L'Europe face à la pénurie de semi-conducteurs : un plan présenté le 8 février
Le Vieux Continent compte réduire sa dépendance vis-à-vis de l'Asie et présentera une stratégie pour y parvenir.
L'Union européenne s'apprête à réduire sa dépendance à l'égard des composants asiatiques afin de ne pas se retrouver dans une crise comme celle de l'année dernière. Le grand plan européen sera présenté le 8 février sous le nom de "European Chips Act".
L'annonce a été faite par Thierry Breton, commissaire européen chargé du marché intérieur, qui s'est exprimé à l'issue du Conseil Compétitivité qui s'est tenu en début de semaine à Lens, dans le nord de la France.
Une production locale
"Nous ne sommes pas protectionnistes", a expliqué Thierry Breton, car le projet de loi servira à "compenser" la dépendance de l'Europe vis-à-vis de l'Asie, notamment de la région de Taïwan, avec "beaucoup d'investissements pour renforcer la recherche, accueillir des méga-usines et disposer des outils pour garantir la sécurité des approvisionnements".
Nous n'avons pas eu d'autres détails, plus d'informations arriveront d'ici quelques jours.

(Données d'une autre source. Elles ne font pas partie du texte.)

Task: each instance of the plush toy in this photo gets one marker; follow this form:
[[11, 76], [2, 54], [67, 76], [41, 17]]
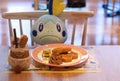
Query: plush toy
[[49, 28]]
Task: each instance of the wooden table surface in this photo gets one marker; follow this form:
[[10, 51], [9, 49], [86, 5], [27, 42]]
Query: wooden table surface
[[108, 57]]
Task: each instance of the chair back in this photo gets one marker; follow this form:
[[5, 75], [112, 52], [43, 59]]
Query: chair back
[[72, 20]]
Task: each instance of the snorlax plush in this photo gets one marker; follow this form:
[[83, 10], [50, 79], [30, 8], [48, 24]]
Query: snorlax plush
[[49, 28]]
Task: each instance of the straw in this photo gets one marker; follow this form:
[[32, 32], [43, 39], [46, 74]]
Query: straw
[[15, 38]]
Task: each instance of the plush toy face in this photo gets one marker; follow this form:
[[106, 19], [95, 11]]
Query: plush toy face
[[49, 29]]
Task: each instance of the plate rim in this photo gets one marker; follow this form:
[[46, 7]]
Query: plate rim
[[55, 65]]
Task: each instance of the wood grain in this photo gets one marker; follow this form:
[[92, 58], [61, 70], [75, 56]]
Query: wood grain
[[108, 57], [101, 30]]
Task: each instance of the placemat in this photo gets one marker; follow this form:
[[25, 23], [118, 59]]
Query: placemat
[[92, 65]]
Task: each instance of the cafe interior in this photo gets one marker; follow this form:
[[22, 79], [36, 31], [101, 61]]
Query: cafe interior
[[59, 40]]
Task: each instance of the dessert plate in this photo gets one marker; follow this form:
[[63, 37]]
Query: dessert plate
[[82, 55]]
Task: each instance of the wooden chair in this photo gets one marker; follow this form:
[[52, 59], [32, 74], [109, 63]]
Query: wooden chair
[[73, 16]]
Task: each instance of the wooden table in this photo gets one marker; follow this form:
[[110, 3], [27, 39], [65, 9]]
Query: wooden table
[[108, 57]]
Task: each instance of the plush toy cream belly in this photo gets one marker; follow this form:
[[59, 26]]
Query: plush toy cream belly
[[49, 29]]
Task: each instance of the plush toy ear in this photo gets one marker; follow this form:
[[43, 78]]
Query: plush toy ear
[[56, 7]]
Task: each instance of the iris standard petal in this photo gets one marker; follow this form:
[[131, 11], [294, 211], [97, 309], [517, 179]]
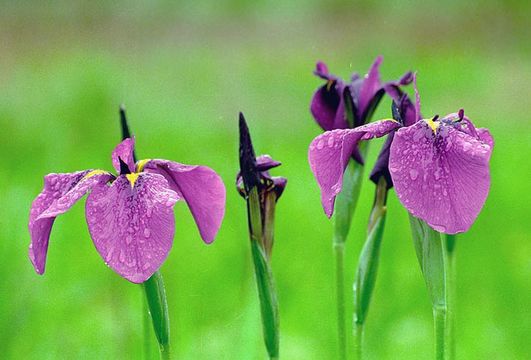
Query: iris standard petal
[[60, 193], [329, 154], [442, 176], [266, 162], [370, 86], [326, 103], [124, 151], [132, 227], [202, 189]]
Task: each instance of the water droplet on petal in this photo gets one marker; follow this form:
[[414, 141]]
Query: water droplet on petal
[[331, 141]]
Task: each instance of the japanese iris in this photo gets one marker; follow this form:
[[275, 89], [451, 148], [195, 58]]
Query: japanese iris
[[333, 101], [129, 216], [439, 166]]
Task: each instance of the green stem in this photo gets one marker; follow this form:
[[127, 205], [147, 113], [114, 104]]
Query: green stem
[[158, 309], [146, 325], [358, 341], [264, 277], [451, 292], [340, 297]]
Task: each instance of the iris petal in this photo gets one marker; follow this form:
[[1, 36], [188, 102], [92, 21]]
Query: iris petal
[[328, 106], [441, 178], [202, 189], [329, 154], [60, 193], [132, 228], [124, 151]]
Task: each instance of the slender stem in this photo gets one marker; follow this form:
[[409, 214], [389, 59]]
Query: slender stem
[[146, 319], [158, 309], [451, 292], [340, 298], [264, 277], [440, 319], [358, 341]]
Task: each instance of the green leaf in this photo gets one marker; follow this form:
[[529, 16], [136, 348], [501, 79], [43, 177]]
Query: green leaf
[[347, 199], [430, 250], [368, 266]]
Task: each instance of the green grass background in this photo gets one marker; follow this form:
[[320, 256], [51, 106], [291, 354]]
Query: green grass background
[[184, 70]]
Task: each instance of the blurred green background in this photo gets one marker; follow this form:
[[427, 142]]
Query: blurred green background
[[184, 70]]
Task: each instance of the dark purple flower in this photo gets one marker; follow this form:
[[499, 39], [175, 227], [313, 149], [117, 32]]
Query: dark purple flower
[[332, 101], [130, 216], [439, 167], [263, 164], [254, 174]]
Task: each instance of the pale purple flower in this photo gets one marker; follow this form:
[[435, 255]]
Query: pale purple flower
[[439, 166], [129, 216]]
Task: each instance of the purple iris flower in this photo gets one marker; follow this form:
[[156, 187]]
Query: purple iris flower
[[264, 163], [129, 216], [439, 166], [332, 102]]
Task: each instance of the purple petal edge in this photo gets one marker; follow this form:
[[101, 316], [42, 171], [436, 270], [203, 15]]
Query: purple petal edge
[[132, 227], [202, 189], [329, 153], [442, 178], [60, 193]]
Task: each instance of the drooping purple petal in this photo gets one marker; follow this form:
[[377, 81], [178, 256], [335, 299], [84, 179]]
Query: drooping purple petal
[[132, 227], [442, 176], [381, 167], [60, 193], [202, 189], [370, 86], [403, 112], [329, 153], [266, 162], [124, 151]]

Pourtant, la présidente de la Commission européenne, Ursula von der Leyen, nous avait donné quelques indices lors de l'annonce de la loi sur les semi-conducteurs européens en septembre dernier.
Un écosystème européen
L'idée de l'Europe pour surmonter la crise, c'est de "mettre en commun les capacités de recherche, de conception et d'essai", en invitant les États membres à "coordonner les investissements nationaux et européens tout au long de la chaîne de valeur".

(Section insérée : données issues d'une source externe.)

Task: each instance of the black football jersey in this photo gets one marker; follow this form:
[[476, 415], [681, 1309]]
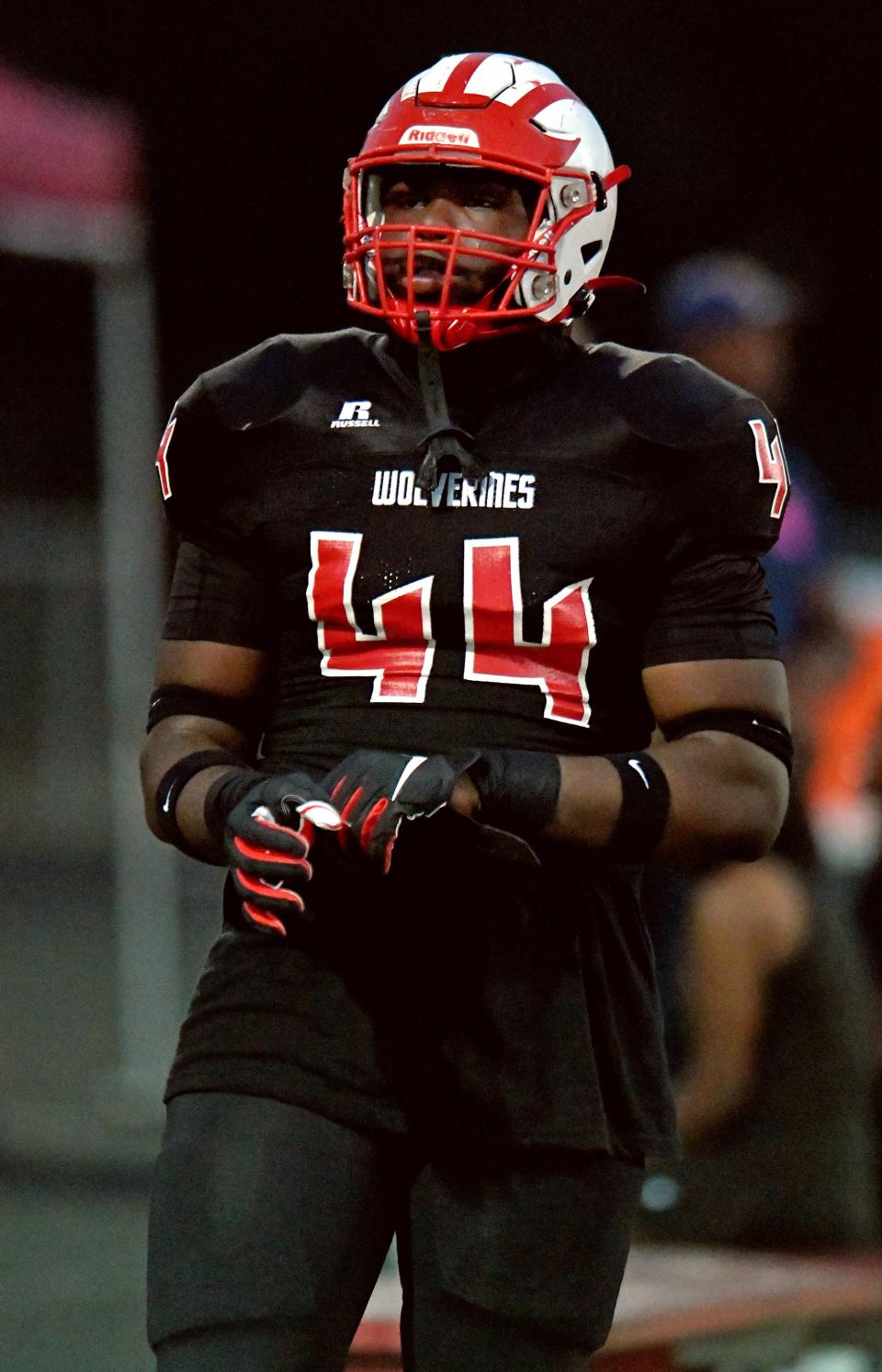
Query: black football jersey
[[628, 500]]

L'objectif ultime est de créer "un écosystème européen de semi-conducteurs qui soit à la pointe, y compris en matière de fabrication", car ce n'est qu'ainsi que nous pourrons "garantir la sécurité de l'approvisionnement et développer de nouveaux marchés pour les technologies européennes innovantes".
Du mouvement en Allemagne
Pendant ce temps, des nouvelles arrivent d'Allemagne au sujet de Siltronic, l'un des plus importants fabricants de puces en Europe et dans le monde. La société, qui était au centre d'une proposition de rachat par le géant taïwanais GlobalWafer pour 4,5 milliards d'euros, restera aux mains des Allemands.
Que s'est-il passé ? La raison officielle, c'est que l'autorité antitrust chinoise n'a donné son feu vert à l'opération que vendredi dernier, quelques jours avant la date limite fixée à hier, après un processus d'étude de 14 mois, empêchant ainsi les autorités allemandes de vérifier correctement les termes du contrat.
"Il n'a pas été possible d'accomplir toutes les démarches nécessaires, notamment la vérification de l'approbation de l'autorité antitrust chinoise, qui n'a été délivrée que la semaine dernière", explique un porte-parole du ministère allemand des Affaires économiques. Toutefois, il est possible que GlobalWafer fasse une nouvelle offre.